Question

Mendelian Genetics Experiments are conducted with hybrids of two types of peas. If the offspring follow Mendel’s theory of inheritance, the seeds that are produced are yellow smooth, green smooth, yellow wrinkled, and green wrinkled, and they should occur in the ratio of 9:3:3:1, respectively. An experiment is designed to test Mendel’s theory, with the result that the offspring seeds consist of 307 that are yellow smooth, 77 that are green smooth, 98 that are yellow wrinkled, and 18 that are green wrinkled. Use a 0.05 significance level to test the claim that the results contradict Mendel’s theory.

Short answer

There is enough evidence to conclude that theobserved frequencies of the 4 types of seeds do not occur in the expected ratio as proposed by Mendel.

Thus, results contradict Mendel’s theory.

Step-by-step solution

Given information

The frequency of 4 different kinds of seeds are recorded. The expected frequencies should occur in the ratio 9:3:3:1.

Check the requirements

Assume that each experimental unit is selected randomly.

The test meets the requirements if the expected values are larger than 5.

Let O denote the observed frequencies of people of different races.

The following values are obtained:

\(\begin{aligned}{l}{O_1} = 307\\{O_2} = 77\\{O_3} = 98\\{O_4} = 18\end{aligned}\)

The sum of all observed frequencies is computed below:

\(\begin{aligned}{c}n = 307 + 77 + .... + 18\\ = 500\end{aligned}\)

Let E denote the expected frequencies.

Let the yellow smooth seed type be denoted by 1, green smooth seed type be denoted by 2, yellow wrinkled seed type be denoted by 3 and green wrinkled seed type be denoted by 4.

The expected frequencies will occur in the given ratio of 9:3:3:1.

Therefore, the expected frequencies are computed below:

\(\begin{aligned}{c}{E_1} = \frac{9}{{9 + 3 + 3 + 1}}\left( {500} \right)\\ = \frac{9}{{16}}\left( {500} \right)\\ = 281.25\end{aligned}\)

\(\begin{aligned}{c}{E_2} = \frac{3}{{9 + 3 + 3 + 1}}\left( {500} \right)\\ = \frac{3}{{16}}\left( {500} \right)\\ = 93.75\end{aligned}\)

\(\begin{aligned}{c}{E_3} = \frac{3}{{9 + 3 + 3 + 1}}\left( {500} \right)\\ = \frac{3}{{16}}\left( {500} \right)\\ = 93.75\end{aligned}\)

\[\begin{aligned}{c}{E_4} = \frac{1}{{9 + 3 + 3 + 1}}\left( {500} \right)\\ = \frac{1}{{16}}\left( {500} \right)\\ = 31.25\end{aligned}\]

Thus, the requirements are satisfied.

State the hypotheses

The hypotheses are,

\({H_0}:\)The observed frequencies of the 4 types of seeds are in the expected ratio as proposed by Mendel.

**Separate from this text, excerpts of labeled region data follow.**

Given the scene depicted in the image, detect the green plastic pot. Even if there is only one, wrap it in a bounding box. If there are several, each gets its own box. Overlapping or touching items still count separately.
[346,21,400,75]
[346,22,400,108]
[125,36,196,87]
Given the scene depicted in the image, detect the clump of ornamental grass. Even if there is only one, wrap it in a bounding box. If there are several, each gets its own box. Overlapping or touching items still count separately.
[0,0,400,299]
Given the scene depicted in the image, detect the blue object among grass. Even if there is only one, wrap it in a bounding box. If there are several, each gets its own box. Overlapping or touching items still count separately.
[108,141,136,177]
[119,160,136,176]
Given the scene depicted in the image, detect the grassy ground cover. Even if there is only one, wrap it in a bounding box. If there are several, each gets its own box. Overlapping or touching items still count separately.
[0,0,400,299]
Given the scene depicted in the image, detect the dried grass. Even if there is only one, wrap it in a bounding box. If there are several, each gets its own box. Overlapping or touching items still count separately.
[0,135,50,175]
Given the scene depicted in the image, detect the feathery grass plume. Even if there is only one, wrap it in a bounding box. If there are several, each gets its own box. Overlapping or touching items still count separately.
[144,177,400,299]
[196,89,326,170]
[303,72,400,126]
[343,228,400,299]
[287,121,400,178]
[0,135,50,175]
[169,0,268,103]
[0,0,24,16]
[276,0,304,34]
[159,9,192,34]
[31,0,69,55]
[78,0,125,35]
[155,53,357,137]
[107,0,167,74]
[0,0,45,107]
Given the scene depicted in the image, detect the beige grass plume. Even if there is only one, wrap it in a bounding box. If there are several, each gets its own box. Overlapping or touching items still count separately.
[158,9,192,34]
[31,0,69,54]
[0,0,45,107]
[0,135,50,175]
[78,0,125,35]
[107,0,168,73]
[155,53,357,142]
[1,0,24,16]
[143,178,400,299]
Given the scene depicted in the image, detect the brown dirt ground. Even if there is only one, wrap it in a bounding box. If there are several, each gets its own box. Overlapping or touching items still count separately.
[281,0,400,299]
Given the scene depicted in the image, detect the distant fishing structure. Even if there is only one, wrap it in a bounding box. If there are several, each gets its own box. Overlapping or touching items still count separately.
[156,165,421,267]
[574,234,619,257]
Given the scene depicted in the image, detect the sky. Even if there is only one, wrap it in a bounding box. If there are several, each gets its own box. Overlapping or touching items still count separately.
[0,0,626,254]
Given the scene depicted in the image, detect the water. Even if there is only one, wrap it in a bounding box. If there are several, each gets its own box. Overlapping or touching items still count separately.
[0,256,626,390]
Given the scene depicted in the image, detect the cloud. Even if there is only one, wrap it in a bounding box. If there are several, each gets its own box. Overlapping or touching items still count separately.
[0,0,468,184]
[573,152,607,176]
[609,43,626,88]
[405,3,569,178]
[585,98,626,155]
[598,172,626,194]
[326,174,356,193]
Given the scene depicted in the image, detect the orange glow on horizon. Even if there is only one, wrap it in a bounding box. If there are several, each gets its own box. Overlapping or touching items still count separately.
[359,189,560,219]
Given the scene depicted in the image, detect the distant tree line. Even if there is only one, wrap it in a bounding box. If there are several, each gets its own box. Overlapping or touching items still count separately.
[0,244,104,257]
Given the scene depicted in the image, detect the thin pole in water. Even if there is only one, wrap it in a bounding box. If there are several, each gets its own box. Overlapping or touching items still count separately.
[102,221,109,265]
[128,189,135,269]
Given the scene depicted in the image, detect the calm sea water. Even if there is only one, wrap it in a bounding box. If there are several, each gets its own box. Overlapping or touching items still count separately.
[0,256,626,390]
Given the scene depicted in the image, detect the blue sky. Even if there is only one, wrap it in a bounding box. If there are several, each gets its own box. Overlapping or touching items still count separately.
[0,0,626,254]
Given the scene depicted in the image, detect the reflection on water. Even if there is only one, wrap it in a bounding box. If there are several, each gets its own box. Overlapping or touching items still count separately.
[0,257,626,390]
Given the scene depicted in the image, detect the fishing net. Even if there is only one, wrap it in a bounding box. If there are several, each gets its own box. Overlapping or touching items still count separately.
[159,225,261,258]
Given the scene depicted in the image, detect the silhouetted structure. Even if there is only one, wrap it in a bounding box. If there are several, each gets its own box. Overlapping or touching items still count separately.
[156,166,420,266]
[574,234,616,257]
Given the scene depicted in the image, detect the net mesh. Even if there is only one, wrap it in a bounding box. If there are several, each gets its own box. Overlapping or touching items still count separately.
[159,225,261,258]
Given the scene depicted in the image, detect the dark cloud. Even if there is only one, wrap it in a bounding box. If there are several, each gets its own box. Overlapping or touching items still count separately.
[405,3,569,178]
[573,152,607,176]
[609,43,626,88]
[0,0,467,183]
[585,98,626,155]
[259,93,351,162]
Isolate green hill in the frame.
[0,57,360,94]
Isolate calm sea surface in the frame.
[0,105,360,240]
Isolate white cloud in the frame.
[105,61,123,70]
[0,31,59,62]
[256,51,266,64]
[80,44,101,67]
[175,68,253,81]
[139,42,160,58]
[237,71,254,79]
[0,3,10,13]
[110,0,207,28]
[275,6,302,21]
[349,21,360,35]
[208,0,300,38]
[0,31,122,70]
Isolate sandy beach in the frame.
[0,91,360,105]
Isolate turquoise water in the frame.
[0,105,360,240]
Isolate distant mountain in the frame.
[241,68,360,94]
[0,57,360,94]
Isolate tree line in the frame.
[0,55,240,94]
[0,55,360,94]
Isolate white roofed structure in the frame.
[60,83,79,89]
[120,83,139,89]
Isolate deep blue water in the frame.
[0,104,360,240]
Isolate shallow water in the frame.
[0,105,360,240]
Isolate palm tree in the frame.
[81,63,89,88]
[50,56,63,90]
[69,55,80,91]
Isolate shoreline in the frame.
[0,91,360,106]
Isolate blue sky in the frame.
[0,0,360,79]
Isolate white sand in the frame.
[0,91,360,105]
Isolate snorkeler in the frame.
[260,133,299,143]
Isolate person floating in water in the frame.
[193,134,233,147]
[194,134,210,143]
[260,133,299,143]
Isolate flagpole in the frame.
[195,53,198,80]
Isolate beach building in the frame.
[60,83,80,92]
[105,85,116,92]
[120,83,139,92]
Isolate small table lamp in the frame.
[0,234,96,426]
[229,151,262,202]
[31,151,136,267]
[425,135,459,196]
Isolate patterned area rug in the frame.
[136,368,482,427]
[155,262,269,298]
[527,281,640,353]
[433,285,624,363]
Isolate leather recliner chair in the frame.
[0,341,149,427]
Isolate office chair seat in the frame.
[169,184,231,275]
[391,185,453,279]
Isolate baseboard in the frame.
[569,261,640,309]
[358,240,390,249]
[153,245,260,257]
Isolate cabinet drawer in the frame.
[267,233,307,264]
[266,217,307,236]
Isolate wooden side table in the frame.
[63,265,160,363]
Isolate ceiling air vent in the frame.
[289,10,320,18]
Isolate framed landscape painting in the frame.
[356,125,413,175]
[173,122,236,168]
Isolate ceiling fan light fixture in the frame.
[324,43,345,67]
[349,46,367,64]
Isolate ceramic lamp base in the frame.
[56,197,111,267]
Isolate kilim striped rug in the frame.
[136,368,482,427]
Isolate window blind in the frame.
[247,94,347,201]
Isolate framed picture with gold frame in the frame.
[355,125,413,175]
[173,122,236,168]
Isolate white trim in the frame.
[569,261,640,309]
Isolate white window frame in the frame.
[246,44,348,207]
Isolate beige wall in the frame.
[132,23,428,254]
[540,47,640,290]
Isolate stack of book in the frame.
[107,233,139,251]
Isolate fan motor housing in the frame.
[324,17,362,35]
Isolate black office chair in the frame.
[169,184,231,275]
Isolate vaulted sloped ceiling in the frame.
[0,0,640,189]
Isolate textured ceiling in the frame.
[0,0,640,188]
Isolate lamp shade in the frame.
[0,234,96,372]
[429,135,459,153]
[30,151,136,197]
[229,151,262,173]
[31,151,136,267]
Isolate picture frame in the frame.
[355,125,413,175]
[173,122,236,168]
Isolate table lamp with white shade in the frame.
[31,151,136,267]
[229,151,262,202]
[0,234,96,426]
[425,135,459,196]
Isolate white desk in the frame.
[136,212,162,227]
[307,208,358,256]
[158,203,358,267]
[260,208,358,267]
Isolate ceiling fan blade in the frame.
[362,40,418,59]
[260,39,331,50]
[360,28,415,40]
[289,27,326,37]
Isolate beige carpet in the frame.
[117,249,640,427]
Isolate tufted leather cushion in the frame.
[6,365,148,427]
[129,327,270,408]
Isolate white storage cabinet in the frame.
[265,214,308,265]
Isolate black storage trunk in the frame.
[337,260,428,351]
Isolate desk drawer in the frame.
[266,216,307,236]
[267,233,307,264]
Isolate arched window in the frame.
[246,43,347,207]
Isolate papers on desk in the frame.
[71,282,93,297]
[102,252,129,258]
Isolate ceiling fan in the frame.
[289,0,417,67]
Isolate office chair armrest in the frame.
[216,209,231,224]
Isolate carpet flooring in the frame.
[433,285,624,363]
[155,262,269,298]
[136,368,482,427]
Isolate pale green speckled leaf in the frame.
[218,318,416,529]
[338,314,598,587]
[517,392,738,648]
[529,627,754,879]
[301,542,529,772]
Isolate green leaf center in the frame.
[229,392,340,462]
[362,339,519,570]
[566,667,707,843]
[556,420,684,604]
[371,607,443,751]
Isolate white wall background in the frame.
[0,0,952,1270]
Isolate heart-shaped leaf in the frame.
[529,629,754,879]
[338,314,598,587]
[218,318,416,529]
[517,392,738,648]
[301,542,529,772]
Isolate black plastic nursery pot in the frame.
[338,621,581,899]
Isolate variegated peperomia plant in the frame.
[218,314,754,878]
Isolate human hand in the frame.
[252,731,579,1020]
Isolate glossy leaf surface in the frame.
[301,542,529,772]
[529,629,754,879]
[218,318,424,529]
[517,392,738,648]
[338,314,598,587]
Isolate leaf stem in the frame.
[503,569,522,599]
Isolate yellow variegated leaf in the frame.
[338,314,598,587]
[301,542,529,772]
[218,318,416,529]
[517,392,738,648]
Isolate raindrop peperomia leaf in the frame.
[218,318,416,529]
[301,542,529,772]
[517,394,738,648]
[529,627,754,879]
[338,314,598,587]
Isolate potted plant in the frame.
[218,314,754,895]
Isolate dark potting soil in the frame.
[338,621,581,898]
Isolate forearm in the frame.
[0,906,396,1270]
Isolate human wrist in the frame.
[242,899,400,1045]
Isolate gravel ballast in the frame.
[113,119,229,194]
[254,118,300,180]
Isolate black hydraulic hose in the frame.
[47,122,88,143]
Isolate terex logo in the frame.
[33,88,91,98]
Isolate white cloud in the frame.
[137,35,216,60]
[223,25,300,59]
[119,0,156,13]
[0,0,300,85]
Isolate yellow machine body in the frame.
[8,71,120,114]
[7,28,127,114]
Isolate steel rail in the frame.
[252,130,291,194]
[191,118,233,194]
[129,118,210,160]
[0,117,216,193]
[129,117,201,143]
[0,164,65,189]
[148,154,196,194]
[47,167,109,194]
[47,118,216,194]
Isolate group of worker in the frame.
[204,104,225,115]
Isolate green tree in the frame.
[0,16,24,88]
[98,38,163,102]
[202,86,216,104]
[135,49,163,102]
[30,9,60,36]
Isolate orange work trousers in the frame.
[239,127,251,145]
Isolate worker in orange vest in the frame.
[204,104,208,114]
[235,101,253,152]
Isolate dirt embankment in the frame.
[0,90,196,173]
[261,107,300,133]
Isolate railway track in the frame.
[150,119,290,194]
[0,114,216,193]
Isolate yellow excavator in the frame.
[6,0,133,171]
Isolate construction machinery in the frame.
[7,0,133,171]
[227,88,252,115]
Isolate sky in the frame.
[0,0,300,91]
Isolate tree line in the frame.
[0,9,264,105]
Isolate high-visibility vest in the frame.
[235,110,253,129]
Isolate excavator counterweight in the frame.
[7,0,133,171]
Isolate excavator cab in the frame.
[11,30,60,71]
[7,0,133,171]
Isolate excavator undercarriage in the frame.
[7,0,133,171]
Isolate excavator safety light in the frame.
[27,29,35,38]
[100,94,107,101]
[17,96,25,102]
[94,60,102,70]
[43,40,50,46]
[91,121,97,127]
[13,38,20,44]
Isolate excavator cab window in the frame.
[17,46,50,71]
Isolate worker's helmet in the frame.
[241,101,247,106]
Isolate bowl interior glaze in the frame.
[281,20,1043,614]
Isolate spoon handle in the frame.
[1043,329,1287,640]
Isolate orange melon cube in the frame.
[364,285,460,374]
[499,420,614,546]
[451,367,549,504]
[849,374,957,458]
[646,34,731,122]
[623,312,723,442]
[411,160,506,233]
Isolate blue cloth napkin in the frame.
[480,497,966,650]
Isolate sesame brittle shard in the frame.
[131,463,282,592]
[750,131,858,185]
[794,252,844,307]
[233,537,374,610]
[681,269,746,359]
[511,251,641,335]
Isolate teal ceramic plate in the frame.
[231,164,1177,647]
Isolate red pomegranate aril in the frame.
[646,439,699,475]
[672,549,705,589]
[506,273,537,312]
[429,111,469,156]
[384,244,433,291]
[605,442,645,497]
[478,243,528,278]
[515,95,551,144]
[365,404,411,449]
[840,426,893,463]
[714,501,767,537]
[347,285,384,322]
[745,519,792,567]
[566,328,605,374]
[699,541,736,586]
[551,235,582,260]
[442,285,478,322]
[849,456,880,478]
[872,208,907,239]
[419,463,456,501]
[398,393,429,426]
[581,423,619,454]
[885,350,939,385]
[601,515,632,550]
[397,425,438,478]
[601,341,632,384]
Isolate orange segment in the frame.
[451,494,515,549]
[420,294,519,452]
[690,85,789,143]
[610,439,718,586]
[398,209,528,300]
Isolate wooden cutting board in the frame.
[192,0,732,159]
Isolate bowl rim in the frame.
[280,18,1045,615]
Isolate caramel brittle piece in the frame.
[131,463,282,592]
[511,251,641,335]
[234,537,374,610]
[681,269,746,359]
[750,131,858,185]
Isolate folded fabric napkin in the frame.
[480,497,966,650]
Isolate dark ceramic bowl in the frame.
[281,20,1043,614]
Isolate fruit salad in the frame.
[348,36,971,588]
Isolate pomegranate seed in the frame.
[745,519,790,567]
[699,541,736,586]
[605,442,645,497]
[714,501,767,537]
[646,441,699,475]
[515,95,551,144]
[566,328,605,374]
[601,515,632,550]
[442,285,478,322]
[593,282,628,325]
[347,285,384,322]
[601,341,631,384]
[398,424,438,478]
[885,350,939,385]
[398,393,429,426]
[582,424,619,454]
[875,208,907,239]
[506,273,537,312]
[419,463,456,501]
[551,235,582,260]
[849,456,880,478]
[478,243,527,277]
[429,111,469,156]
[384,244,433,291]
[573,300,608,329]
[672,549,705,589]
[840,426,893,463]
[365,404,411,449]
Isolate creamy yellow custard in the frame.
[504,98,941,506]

\({H_a}:\)The observed frequencies of the 4 types of seeds do not occur in the expected ratio as proposed by Mendel.

Compute the test statistic

The table below shows the necessary calculations:

Outcome	O	E	\(\left( {O - E} \right)\)	\({\left( {O - E} \right)^2}\)	\(\frac{{{{\left( {O - E} \right)}^2}}}{E}\)
Yellow Smooth	307	281.25	25.75	663.0625	2.357556
Green Smooth	77	93.75	-16.75	280.5625	2.992667
Yellow Wrinkled	98	93.75	4.25	18.0625	0.192667
Green Wrinkled	18	31.25	-13.25	175.5625	5.618

The value of the test statistic is equal to:

\(\begin{aligned}{c}{\chi ^2} = \sum {\frac{{{{\left( {O - E} \right)}^2}}}{E}} \\ = 2.357556 + 2.992667 + ...... + 5.618\\ = 11.161\end{aligned}\)

Thus,\({\chi ^2} = 11.161\).

Let k be the number of seed types, which is 4.

The degrees of freedom for\({\chi ^2}\)is computed below:

\(\begin{aligned}{c}df = k - 1\\ = 4 - 1\\ = 3\end{aligned}\)

The critical value of\({\chi ^2}\)at

\(\alpha = 0.05\)with 3 degrees of freedom is equal to 7.815.

The p-value is equal to 0.011.

Since the test statistic value is greater than the critical value and the p-value is less than 0.05, the null hypothesis is rejected.

State the conclusion

There is enough evidence to conclude that theobserved frequencies of the 4 types of seeds do not occur in the expected ratio as proposed by Mendel.

Thus, results contradict Mendel’s theory at 0.05 level of significance.